What we did: We actually terminated clients. This may sound absurd, but we actually broke up with them. We found a company that focused on smaller clients and we recommended our smaller, hard-to-please clients to them.
Don’t be a closed off “c-suite”. As the team grew, we had an option to either stay together as a large group, or take a small table across the office that would only fit a few people. The leadership team decided to take the small table and form an “executive table” so that we could focus on the macro-level things we needed to work on. Within a week of moving, we could tell the team was not performing as well as they should. We learned that they felt distant and that there was a new lack of transparency.
What we did: We instantly moved back to the group so that we could all work as one big happy family. Although the open office environment was great for collaborating, we were at the size where we needed to really be head-down quiet, so we signed up for Slack and now conversations can be done digitally, quietly and at each team-member’s own pace.
Don’t talk about hires in front of the team. This is incredibly tough not to do as a small team. We expect openness, but when it comes down to it, there’s no reason to talk about recruits in front of the team.
What we did: We create a sheet for each interviewer to fill out immediately after the interview. We would then meet in a room to discuss our feedback as a group, away from the rest of the team.
Don’t overdo the team event thing. Team events are terrific for bonding and building morale. However, overdoing it where you’re taking up the outside life of the team is counter-productive. The expectation should be that everyone is a team player, but taking up everyone’s lunches, nights and weekends is selfish.
What we did: Cut offsite team events and replaced them with milestone celebrations. Our goal was to hire entrepreneurs, so the transparency of our MRR and the team celebrations that came with it helped us all feel and act more like owners.

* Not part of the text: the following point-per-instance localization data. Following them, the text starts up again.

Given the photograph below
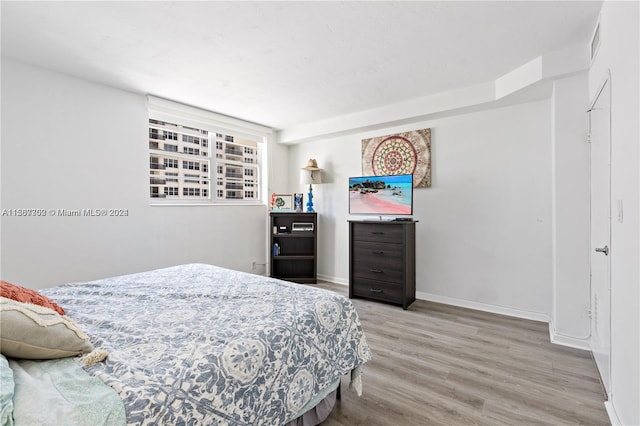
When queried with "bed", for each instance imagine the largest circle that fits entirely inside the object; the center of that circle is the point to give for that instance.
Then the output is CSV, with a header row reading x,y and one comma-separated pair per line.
x,y
200,344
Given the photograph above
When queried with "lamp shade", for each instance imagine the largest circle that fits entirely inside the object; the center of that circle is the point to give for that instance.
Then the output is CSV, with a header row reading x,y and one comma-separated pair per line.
x,y
308,177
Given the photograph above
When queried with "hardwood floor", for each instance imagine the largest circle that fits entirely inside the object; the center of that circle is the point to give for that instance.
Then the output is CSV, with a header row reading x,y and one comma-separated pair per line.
x,y
437,364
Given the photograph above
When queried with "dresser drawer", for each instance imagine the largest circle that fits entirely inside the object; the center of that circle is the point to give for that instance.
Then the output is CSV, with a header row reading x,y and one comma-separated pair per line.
x,y
380,290
378,232
377,251
381,269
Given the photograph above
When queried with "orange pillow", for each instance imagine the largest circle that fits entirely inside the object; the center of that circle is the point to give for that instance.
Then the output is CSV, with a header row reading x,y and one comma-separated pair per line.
x,y
27,295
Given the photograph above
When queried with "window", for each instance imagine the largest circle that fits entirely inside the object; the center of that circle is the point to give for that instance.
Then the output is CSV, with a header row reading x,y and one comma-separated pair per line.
x,y
180,161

Don’t waste time searching for an office. The co-working space we were at was starting to get expensive compared to an office. So for months we searched for offices. The areas we wanted to be in like Flatiron and Union Square are expensive, so we had to not just find a great office, but we had to search for a diamond through a bunch of listings we could just barely afford. We also wanted to have room to grow for the next year or two, so we weren’t looking for the smallest of spaces.
It took a lot of time and energy. Our brokers turned over a lot. We finally found a space we liked only to find out the building was being torn down in a year (hence the affordable rent). Other leases were for 3-5 year or longer, and we knew we’d outgrow them quickly. It was a complete disaster.
What we did: We negotiated to reduce the price-per-person at our Soho, New York co-working space, which made staying actually cheaper than having our own office space. This is exactly what we should have done on day one, but we were completely enchanted with the idea of having our own “cool” office.